Mistake 5: Ignoring differences in scales
As previously mentioned (see Mistake 1), it is always a good idea to perform an exploratory analysis of your data. At this point, you may realize that the features have different scales. For example, let’s load the DIAGNOSTIC dataset and compute some summary statistics with the describe() function. Figure 5.1 shows a summary of the data frame.
from sklearn.datasets import load_breast_cancer
data = load_breast_cancer(as_frame=True)
data.frame.describe()
Figure 5.1: Summary statistics of the DIAGNOSTIC dataset.
Here, we can see that the max value of mean concavity is \(0.42\) and the max value of mean area is \(2501\). The later is much larger (in the range of thousands). These differences can have a huge impact in many machine learning models. Specially on those based in distances such as KNN. Suppose we want to compute the distance between two feature vectors \(v_1=[0.21, 2034]\) and \(v_2=[0.19, 1327]\) using the Euclidean distance:
\[\begin{equation} d = \sqrt{(0.21 - 0.19)^2 + (2034 - 1327)^2} \tag{5.1} \end{equation}\]
It is easy to see that the second feature is dominant, making the first one almost irrelevant. One way to deal with this is by normalizing the features so they fall into the same interval, for example \([0-1]\). The following formula can be used to normalize a variable \(X\):
\[\begin{equation} z_i = \frac{X_i - min(X)}{max(X)-min(X)} \tag{5.2} \end{equation}\]
where \(z_i\) is the normalized \(i^{th}\) value and \(max(X)\) and \(min(X)\) are the maximum and minimum values of \(X\). Scikit-learn has the MinMaxScaler() function that does that transformation. The following code split the data into train and test sets. Then, it fits the scaler using the train data and transforms it (line \(10\)). Finally, the test set is transformed as well. Figure 5.2 the summary statistics of the train set after the transformation.
from sklearn.model_selection import train_test_split
from sklearn.preprocessing import MinMaxScaler
X = data.data
y = data.target
X_train, X_test, y_train, y_test = train_test_split(X, y,
test_size = 0.5,
random_state = 123)
scaler = MinMaxScaler()
X_train_scaled = scaler.fit_transform(X_train)
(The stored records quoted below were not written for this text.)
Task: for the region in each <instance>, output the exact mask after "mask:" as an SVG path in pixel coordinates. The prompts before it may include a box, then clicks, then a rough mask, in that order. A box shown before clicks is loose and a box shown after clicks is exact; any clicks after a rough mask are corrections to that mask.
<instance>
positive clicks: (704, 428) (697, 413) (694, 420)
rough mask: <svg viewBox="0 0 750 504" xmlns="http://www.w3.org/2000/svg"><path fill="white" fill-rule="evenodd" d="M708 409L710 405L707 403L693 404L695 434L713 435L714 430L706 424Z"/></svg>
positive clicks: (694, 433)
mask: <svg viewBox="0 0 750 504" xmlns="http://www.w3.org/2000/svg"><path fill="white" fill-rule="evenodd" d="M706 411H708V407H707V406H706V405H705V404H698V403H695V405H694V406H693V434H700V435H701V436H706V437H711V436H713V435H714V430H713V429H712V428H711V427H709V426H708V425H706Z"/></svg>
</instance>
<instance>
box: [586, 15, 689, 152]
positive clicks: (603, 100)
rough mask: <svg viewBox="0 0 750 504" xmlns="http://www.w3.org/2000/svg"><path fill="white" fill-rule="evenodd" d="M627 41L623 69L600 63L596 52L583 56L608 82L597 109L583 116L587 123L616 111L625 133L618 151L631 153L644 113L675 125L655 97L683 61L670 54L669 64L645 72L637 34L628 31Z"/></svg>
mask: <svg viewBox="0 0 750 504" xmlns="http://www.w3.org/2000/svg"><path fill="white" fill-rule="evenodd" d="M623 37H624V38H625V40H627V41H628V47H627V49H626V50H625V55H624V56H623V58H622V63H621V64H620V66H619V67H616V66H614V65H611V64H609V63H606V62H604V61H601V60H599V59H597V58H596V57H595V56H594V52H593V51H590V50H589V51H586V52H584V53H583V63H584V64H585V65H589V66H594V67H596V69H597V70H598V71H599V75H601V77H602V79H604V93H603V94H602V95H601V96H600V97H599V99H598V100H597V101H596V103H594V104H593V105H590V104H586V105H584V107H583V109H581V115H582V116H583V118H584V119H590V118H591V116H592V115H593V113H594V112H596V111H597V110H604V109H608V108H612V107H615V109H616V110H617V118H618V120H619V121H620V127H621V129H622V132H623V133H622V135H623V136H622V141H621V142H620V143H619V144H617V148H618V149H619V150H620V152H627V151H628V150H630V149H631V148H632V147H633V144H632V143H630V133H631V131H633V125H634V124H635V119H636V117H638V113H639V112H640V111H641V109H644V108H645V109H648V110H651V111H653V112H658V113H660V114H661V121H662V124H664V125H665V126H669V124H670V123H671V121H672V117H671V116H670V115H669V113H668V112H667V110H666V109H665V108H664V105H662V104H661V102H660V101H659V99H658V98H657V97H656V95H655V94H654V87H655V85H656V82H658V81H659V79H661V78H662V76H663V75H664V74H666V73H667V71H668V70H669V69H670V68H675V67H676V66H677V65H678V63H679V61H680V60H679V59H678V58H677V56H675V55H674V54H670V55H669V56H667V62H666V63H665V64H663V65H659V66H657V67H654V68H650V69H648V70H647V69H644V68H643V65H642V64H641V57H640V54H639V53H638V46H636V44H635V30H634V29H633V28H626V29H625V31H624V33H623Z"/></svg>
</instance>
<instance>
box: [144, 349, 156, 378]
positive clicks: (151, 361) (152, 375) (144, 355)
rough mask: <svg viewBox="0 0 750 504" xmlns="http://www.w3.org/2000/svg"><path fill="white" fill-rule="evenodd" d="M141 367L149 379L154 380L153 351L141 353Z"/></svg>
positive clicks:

X_test_scaled = scaler.transform(X_test)
X_train_scaled_df = pd.DataFrame(X_train_scaled, columns=X.columns)
X_train_scaled_df.describe()
Figure 5.2: Summary statistics of the DIAGNOSTIC dataset after normalization.
Now, the minimum and maximum values of all features are \(0\) and \(1\), respectively. Note that the scaler was fitted using only the train data. That is, the parameters (max, min) were learned from the train set and then applied to the test set. This separation is done to avoid leaking training parameters into the test set (see Mistake 10).
It is worth mentioning that not all models are affected by scale differences. For example, decision trees are immune to differences in scales across features.
MinMaxScaler, StandardScaler, MaxAbsScaler, etc.